On the top an example of LA’s Guerrilla Gardening
So what exactly is Guerrilla Gardening? Guerrilla gardening is basically gardening land without having the legal right to do so. A colleague blogger described guerrilla gardening as a kind of graffity or vandalism – just done with plant instead of spray cans. The land that is guerrilla gardened is usually abandoned or neglected by its legal owner. While it is difficult to say were the Guerrilla gardening movement started some state that the earliest record use of the term was by Liz Chirsty and her Green Guerrilla group  in 1973 in the Bowery Houston area of New York where they transformed an abandoned private plot into a garden. The movement has spread to many other cities and has reached places like Botswana but is in general more active in big metropolis in developed countries.

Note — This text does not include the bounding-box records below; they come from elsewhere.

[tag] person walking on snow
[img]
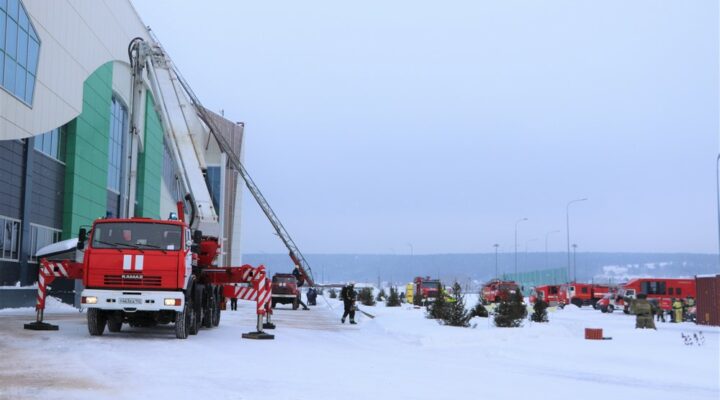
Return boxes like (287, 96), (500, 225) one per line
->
(673, 298), (682, 323)
(340, 282), (357, 325)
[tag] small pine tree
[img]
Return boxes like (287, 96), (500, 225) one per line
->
(470, 300), (489, 318)
(358, 287), (376, 306)
(375, 288), (392, 302)
(530, 299), (548, 322)
(495, 290), (527, 328)
(424, 290), (449, 320)
(385, 287), (401, 307)
(438, 282), (473, 328)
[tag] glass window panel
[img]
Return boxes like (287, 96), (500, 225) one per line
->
(43, 132), (52, 155)
(25, 73), (35, 104)
(0, 11), (5, 50)
(27, 39), (40, 75)
(7, 0), (20, 21)
(17, 29), (28, 67)
(15, 64), (27, 99)
(3, 57), (15, 90)
(5, 19), (17, 58)
(18, 4), (30, 31)
(50, 129), (60, 158)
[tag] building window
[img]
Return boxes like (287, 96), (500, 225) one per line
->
(205, 167), (220, 212)
(28, 225), (62, 263)
(0, 0), (40, 105)
(0, 216), (20, 261)
(34, 126), (65, 161)
(107, 97), (127, 194)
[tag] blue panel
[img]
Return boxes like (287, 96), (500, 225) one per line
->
(3, 56), (16, 90)
(18, 3), (30, 30)
(0, 11), (6, 50)
(16, 29), (28, 67)
(7, 0), (20, 21)
(25, 74), (35, 104)
(5, 19), (17, 58)
(28, 39), (40, 75)
(15, 65), (27, 99)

I have added some pictures and links to videos related to the subject. What do you think about the Guerrilla Gardening movement? Do you know if this movement is active in your city? What other Urban Informal Expressions are you aware of?
Guerrilla Gardening STOP MOTION on youtube (would love to see more videos like this)

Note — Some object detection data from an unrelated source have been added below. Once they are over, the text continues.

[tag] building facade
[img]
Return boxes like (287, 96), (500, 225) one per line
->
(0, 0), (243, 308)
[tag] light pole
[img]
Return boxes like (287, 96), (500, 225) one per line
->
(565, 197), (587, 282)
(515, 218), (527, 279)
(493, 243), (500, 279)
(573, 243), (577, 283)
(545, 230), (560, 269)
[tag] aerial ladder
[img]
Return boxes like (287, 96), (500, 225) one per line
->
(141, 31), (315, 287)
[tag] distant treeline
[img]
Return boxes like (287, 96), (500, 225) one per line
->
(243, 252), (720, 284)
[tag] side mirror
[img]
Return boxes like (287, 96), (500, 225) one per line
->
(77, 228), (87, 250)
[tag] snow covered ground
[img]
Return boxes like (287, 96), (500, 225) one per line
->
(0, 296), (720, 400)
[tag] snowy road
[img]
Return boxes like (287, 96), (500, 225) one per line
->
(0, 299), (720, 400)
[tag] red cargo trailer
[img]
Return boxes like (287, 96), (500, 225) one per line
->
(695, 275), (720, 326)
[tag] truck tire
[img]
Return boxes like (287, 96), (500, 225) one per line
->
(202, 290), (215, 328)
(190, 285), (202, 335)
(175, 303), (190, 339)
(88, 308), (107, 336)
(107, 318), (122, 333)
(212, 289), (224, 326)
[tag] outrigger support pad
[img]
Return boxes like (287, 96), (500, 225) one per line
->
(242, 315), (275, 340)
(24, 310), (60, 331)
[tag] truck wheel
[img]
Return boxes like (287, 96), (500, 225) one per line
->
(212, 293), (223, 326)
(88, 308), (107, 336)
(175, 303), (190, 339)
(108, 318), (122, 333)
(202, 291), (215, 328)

The Guerrilla Gardening dot org page:
Urban Ecological Subversion: the act of Guerrilla Gardening in public spaces

One thought on “Urban Informal Expressions I: Guerrilla Gardening

  1. Cool, post. About 10 years ago in São Paulo I saw a homestead with some small livestock and vegetable garden under a viaduct. Really inspiring, I wanted to meet the farmers and I’ve often thought I should to write a poem or something about it. If you haven’t yet read the book “Farm CIty” by Novella Carpenter, I’m sure you would love it. It’s about her experience as a squat farmer in Oakland, California.